Organic synthesis plays an essential role in the pharmaceutical industry. The drug synthesis route design is a critical decision step to convert raw materials to drug products. Traditionally, knowledge-based methods are commonly used for the design of the synthesis route. However, this type of method is expensive and time-consuming, which hinders the high-throughput design of the synthesis route. In this article, a retrosynthetic analysis framework is established based on hybird reaction templates and Group Contribution (GC)-based thermodynamic models. First, a hybrid database consisting of partial atom-mapping and full atom-mapping reaction templates is constructed utilizing well-studied organic reactions from literature. Second, numerous virtual reactions are generated from reaction templates with respect to the target molecule, and reaction thermodynamic models based on the GC method are developed to validate the effectiveness of those virtual reactions in a timely fashion. Finally, Breadth-First Search (BFS) algorithm is employed to search candidate retrosynthesis pathways which are thermodynamically feasible. In this procedure, five evaluation criteria are used to identify the top-ranked retrosynthesis pathways through evaluating and optimizing the candidate retrosynthesis pathways, including Fathead Minnow 96-hr LC₅₀ (LC₅₀FM), flash point (Fp), Natural Product-likeness Score (NPScore), Synthesis Accessibility Score (SAScore), and Synthesis Complexity Score (SCScore). A retrosynthetic analysis tool called “RetroSynX” is developed using the proposed framework. With the help of the developed framework and tool, synthesis routes considering thermodynamic feasibility can be obtained. Three case studies involving Aspirin, Ibuprofen and ZatoSetron are presented to highlight the feasibility and reliability of the proposed framework.
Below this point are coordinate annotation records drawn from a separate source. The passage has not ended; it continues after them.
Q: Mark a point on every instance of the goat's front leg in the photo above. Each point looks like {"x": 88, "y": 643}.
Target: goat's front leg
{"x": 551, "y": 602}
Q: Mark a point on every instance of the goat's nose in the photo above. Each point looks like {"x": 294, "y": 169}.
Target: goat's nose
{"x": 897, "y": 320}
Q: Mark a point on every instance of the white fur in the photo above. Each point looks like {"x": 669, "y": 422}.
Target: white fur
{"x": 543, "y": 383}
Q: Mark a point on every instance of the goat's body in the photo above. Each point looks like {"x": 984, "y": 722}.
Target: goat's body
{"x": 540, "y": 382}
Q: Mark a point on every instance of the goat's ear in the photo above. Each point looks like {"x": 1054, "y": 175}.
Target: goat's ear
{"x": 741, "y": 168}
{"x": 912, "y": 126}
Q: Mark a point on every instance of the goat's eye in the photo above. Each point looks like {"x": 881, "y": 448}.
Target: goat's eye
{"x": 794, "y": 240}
有机合成在制药工业中起着至关重要的作用。药物合成路线设计是将原材料转化为药品的关键决策步骤。传统上，基于知识的方法通常用于设计合成路线。但这类方法成本高、耗时长，阻碍了合成路线的高通量设计。在本文中，基于杂化反应模板和基于组贡献（GC）的热力学模型建立了逆合成分析框架。首先，利用文献中充分研究的有机反应构建了一个由部分原子映射和完整原子映射反应模板组成的混合数据库。其次，从与目标分子相关的反应模板中产生了许多虚拟反应，开发了基于 GC 方法的反应热力学模型，以及时验证这些虚拟反应的有效性。最后，采用广度优先搜索（BFS）算法搜索热力学上可行的候选逆合成途径。在此过程中，通过评估和优化候选逆合成途径，包括 Fathead Minnow 96-hr LC，使用五个评估标准来确定排名靠前的逆合成途径₅₀ ( LC ₅₀ FM )、闪点 ( Fp )、天然产物相似性得分 (NPScore)、合成可访问性得分 (SAScore) 和合成复杂性得分 (SCScore)。使用提议的框架开发了一种名为“RetroSynX”的逆合成分析工具。借助开发的框架和工具，可以获得考虑热力学可行性的合成路线。介绍了涉及阿司匹林、布洛芬和 ZatoSetron 的三个案例研究，以强调所提议框架的可行性和可靠性。